Non saprei, credo che scrivendo in inglese finiremmo per raccontare qualcosa che non viviamo, con delle parole che non usiamo. Mi fa sempre un po’ sorridere sentire una band di Bagno a Ripoli cantare di subways e highways. Credo che non interessi a nessuno. Con questo non voglio dire che chi scrive in inglese sia meno autentico di chi lo fa nella propria lingua. Solo che per essere credibile devi essere veramente bravo. I Toys Orchestra per dire ci riescono perfettamente, così come i Giardini di Mirò o (un tempo) gli Yuppie Flu. Se nella fattispecie immagino noi…boh! Mi viene un po’ da ridere. Ma chissà, magari una volta ci proviamo e scopriamo che siamo bravissimi.
Vi chiedo un’ulteriore approfondimento sui testi: quali sono i temi trattati dalle parole di La Grandine! ?
Non è nato come un concept, ma alla fine lo è diventato. La grandine! è l’imprevisto. Quello che non hai messo in conto. Quello che fa saltare in aria la tua vita quando sei sicuro di avere tutto sotto controllo. Il grosso delle canzoni sono state scritte in un periodo in cui mi succedeva questo. Senza volerlo è diventato il filo conduttore. Se fossimo stati furbi avremmo potuto dargli un titolo più generazionale/modaiolo tipo: “La crisi dei trent’anni”. Amen.

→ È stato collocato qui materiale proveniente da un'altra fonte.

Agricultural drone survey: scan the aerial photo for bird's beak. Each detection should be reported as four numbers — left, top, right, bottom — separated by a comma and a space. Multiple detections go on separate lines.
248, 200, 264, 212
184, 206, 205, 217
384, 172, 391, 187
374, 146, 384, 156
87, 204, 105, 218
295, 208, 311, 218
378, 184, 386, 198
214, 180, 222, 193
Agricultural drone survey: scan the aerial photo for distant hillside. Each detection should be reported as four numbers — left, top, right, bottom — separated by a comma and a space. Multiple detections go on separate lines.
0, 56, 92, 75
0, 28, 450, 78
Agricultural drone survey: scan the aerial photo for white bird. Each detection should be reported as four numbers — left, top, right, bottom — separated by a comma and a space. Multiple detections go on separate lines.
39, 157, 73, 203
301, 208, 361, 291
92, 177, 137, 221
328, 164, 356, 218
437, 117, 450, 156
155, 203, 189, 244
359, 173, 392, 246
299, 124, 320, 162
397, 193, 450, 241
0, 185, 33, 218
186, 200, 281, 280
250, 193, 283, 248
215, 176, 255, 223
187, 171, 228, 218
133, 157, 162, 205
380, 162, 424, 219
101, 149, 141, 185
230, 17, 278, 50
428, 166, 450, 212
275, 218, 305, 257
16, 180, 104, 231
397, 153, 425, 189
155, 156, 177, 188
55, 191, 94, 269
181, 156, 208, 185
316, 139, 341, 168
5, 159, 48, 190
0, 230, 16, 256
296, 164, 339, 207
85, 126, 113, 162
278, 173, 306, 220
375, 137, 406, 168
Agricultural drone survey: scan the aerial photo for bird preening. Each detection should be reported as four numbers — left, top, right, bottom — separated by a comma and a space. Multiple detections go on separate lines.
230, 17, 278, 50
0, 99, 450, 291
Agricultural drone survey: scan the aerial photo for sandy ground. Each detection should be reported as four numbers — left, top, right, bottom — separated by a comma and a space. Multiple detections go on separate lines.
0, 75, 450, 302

Dal punto di vista della musica live, come state organizzando la promozione di La grandine! ? Qual è la dimensione di questo album dal vivo?
Siamo in 6 sul palco e cerchiamo di replicare ove possibile il suono stratificato del disco. Ci vogliamo divertire e abbiamo canzoni che ci permettono di farlo. Siamo appena partiti, non abbiamo un booking, andiamo dove ci chiamano. Cerchiamo di costruire uno spettacolo che sia divertente e bello da sentire. Poi si vedrà.
Cosa c’è nel futuro dei Norman?
C’è il presente. C’è questo disco di cui andiamo fieri, ed è adesso. Se verrà amato anche dagli altri magari troveremo la voglia di dargli un altro fratellino. Oppure ci fermeremo qui. C’è talmente tanta musica in giro che potrà tranquillamente succedere che passi inosservato. Ma c’è. Ci sarà anche fra cinquant’anni e siamo sicuri che sarà invecchiato benissimo. Questa è l’unica cosa che conta veramente.